Tamura, K; Bhatnagar, P K; Takata, J S; Lee, C P; Smith, P L; Borchardt, R T.
Afiliación
  • Tamura K; Department of Pharmaceutical Chemistry, University of Kansas, Lawrence 66047, USA.
Pharm Res ; 13(8): 1213-8, 1996 Aug.
Article en En | MEDLINE | ID: mdl-8865315
PURPOSE: The purpose of this study was to determine whether the binding of the diastereomers of Val-Val to the apical oligopeptide transporter(s) could be correlated with their cellular uptake and transepithelial transport. METHODS: The Caco-2 cell culture system was used for all experiments. The binding of the diastereomers of Val-Val was evaluated by determining their ability to inhibit [3H]cephalexin uptake. The stability of the diastereomers was determined in a homogenate of Caco-2 cells and in the apical bathing solution over Caco-2 cell monolayers. The cellular uptake and transepithelial transport properties of the individual diastereomers were studied using Caco-2 cell monolayers. RESULTS: 10 mM concentrations of L-Val-L-Val, L-Val-D-Val, D-Val-L-Val and D-Val-D-Val inhibited cellular uptake of [3H]cephalexin (0.1 mM) by 92%, 37%, 70%, and 18%, respectively. When the cellular uptake of Val-Val diastereomers (1 mM) were evaluated, the intracellular concentrations of L-Val-D-Val and D-Val-L-Val were 15 and 50 times higher, respectively, than that of D-Val-D-Val. The cellular uptake of L-Val-D-Val and D-Val-L-Val was inhibited by Gly-Pro (10 mM) ( > 95%), whereas Gly-Pro had no effect on the cellular uptake of D-Val-D-Val. L-Val-L-Val was not detected in the Caco-2 cells, probably due to its metabolic lability. When the transepithelial transport of the Val-Val diastereomers (1 mM) was determined, L-Val-D-Val, D-Val-L-Val and D-Val-D-Val transport rates were similar. The transepithelial transport of L-Val-D-Val and D-Val-L-Val was inhibited by Gly-Pro (10 mM) 36% and 30%, respectively, while Gly-Pro inhibited carnosine (1 mM) transepithelial transport by 65%. Gly-Pro had no effect on the transepithelial transport of D-Val-D-Val. CONCLUSIONS: These results suggest that the major transepithelial transport route of L-Val-D-Val, D-Val-L-Val and D-Val-D-Val is passive diffusion via the paracellular route.

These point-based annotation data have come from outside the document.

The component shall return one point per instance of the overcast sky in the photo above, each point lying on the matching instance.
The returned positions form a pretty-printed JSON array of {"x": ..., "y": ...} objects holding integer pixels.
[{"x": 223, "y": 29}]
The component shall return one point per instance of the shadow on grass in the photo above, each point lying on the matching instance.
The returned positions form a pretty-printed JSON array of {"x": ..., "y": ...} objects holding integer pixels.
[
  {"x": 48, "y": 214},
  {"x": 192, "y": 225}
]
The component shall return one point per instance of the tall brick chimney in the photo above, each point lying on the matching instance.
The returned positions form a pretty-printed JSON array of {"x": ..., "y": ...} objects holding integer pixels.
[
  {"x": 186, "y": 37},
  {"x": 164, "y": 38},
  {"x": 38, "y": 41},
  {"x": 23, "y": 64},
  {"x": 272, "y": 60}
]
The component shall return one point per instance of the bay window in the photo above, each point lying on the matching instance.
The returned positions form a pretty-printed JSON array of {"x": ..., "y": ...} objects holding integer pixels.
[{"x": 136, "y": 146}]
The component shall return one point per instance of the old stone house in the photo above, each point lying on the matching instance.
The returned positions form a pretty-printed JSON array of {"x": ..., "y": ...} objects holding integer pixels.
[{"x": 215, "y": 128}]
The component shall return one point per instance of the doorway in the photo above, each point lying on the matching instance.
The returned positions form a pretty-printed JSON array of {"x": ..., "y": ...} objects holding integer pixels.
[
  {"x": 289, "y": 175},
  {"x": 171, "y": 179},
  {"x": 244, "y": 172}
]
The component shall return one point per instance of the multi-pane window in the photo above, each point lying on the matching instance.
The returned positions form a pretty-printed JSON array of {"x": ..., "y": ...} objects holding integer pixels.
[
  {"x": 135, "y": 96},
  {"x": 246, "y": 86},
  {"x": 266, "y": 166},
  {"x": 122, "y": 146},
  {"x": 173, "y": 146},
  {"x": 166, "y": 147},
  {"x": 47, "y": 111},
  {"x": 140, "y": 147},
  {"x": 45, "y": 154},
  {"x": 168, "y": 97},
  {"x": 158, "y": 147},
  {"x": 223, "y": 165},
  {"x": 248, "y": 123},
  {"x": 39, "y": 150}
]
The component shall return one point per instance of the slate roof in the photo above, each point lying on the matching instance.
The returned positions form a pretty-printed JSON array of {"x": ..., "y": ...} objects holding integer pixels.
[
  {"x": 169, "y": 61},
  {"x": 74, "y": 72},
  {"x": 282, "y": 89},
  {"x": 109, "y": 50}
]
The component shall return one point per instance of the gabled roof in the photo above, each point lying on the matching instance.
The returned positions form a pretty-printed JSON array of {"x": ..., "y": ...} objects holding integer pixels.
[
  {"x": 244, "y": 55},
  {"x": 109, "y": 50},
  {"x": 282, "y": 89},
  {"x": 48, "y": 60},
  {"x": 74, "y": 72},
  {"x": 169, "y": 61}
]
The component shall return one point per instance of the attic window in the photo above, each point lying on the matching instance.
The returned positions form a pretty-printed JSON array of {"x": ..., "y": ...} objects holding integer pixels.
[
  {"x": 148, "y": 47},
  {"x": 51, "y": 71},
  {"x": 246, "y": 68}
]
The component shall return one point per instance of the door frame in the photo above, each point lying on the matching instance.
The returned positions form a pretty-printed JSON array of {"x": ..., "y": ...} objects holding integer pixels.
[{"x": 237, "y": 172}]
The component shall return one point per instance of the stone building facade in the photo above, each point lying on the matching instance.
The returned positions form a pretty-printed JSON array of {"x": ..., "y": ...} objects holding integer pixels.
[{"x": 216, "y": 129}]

The binding of Val-Val diastereomers to the oligopeptide transporter(s) is a good predictor of their cellular uptake, however, the binding is not a good predictor of their transepithelial transport. It appears that the stereochemical requirements for the transporter that mediates efflux of the peptide across the basolateral membrane may be different from the requirements for the apical transporter that mediates cellular uptake.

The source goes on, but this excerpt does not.